ClickHouse / ClickHouse

ClickHouse® is a real-time analytics DBMS
https://clickhouse.com
Apache License 2.0
35.63k stars 6.66k forks source link

Clickhouse setup keep crash with mutationsFinalizingTask Exception, how to by pass it? #66115

Open kazhou2024 opened 2 weeks ago

kazhou2024 commented 2 weeks ago

Company or project name

No response

Question

Hi CH crew, I found that one replica keep crashing during setup, and there are many mutationsFinalizingTask for different tables, event there is only ONE record in system.mutations table? What is the CH setup process, is there any setting to bypass the mutation execution? As we found that one table is no data/part/mutations, but still get the StorageReplicatedMergeTree::mutationsFinalizingTask error. Seems even no mutation, the CH still need to load the mutation, check execution and then update to ZK per each table? Could we optimize it, as the ZK may not stable?

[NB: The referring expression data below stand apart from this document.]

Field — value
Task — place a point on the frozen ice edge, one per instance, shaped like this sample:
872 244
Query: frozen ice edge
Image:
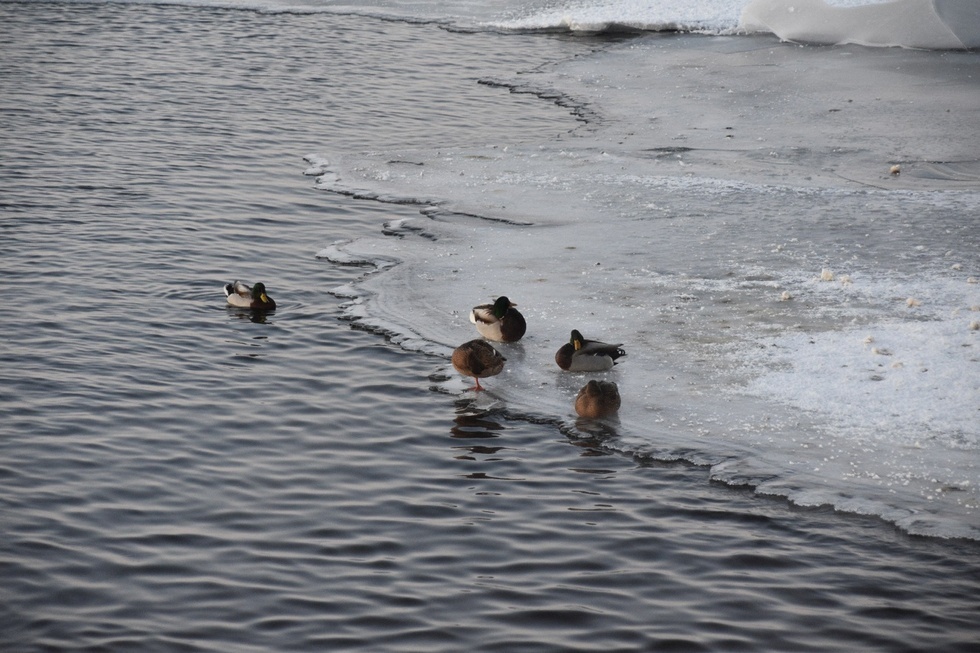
733 466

2024.07.04 21:31:13.194521 [ 463 ] {} (0d503ce9-043b-44ae-b305-3143a61d5c7b): void DB::StorageReplicatedMergeTree::mutationsFinalizingTask(): Code: 242. DB::Exception: Table is in readonly mode (replica path: /clickhouse/xxx/xxxx/tables/10/xxx/replicas/xx-xx-xx-10-01719836866). (TABLE_IS_READ_ONLY), Stack trace (when copying this message, always include the lines below):

  1. DB::Exception::Exception(DB::Exception::MessageMasked&&, int, bool) @ 0x000000000c5c4fbb
  2. DB::Exception::Exception(PreformattedMessage&&, int) @ 0x00000000077960ec
  3. DB::Exception::Exception<String const&>(int, FormatStringHelperImpl<std::type_identity<String const&>::type>, String const&) @ 0x00000000077b068b
  4. DB::StorageReplicatedMergeTree::assertNotReadonly() const @ 0x00000000113c3921
  5. void std::function::policy_invoker<void ()>::__call_impl<std::function::default_alloc_func<DB::StorageReplicatedMergeTree::StorageReplicatedMergeTree(String const&, String const&, DB::LoadingStrictnessLevel, DB::StorageID const&, String const&, DB::StorageInMemoryMetadata const&, std::shared_ptr, String const&, DB::MergeTreeData::MergingParams const&, std::unique_ptr<DB::MergeTreeSettings, std::default_delete>, DB::RenamingRestrictions, bool)::$_4, void ()>>(std::function::policy_storage const*) @ 0x000000001152658c
  6. DB::BackgroundSchedulePool::threadFunction() @ 0x000000000f9a7a40
  7. void std::function::policy_invoker<void ()>::__call_impl<std::function::default_alloc_func<ThreadFromGlobalPoolImpl<false, true>::ThreadFromGlobalPoolImpl<DB::BackgroundSchedulePool::BackgroundSchedulePool(unsigned long, StrongTypedef<unsigned long, CurrentMetrics::MetricTag>, StrongTypedef<unsigned long, CurrentMetrics::MetricTag>, char const)::$_0>(DB::BackgroundSchedulePool::BackgroundSchedulePool(unsigned long, StrongTypedef<unsigned long, CurrentMetrics::MetricTag>, StrongTypedef<unsigned long, CurrentMetrics::MetricTag>, char const)::$_0&&)::'lambda'(), void ()>>(std::function::policy_storage const*) @ 0x000000000f9a8ae7
  8. void std::thread_proxy[abi:v15000]<std::tuple<std::unique_ptr<std::thread_struct, std::default_delete>, void ThreadPoolImpl::scheduleImpl(std::function<void ()>, Priority, std::optional, bool)::'lambda0'()>>(void) @ 0x000000000c676f83
  9. ? @ 0x000072d916a2a609
  10. ? @ 0x000072d916945353 (version 24.5.1.1763 (official build))
CurtizJ commented 2 weeks ago

Does the table really fail to startup? I think replica should start as readonly in that case.

kazhou2024 commented 1 week ago

Does the table really fail to startup? I think replica should start as readonly in that case.

Yes, we have 3*16 replicas, there is one replica was keeping crashing for 6 hours with above error as we have 200+ tables, and finally succeed once no ZK error.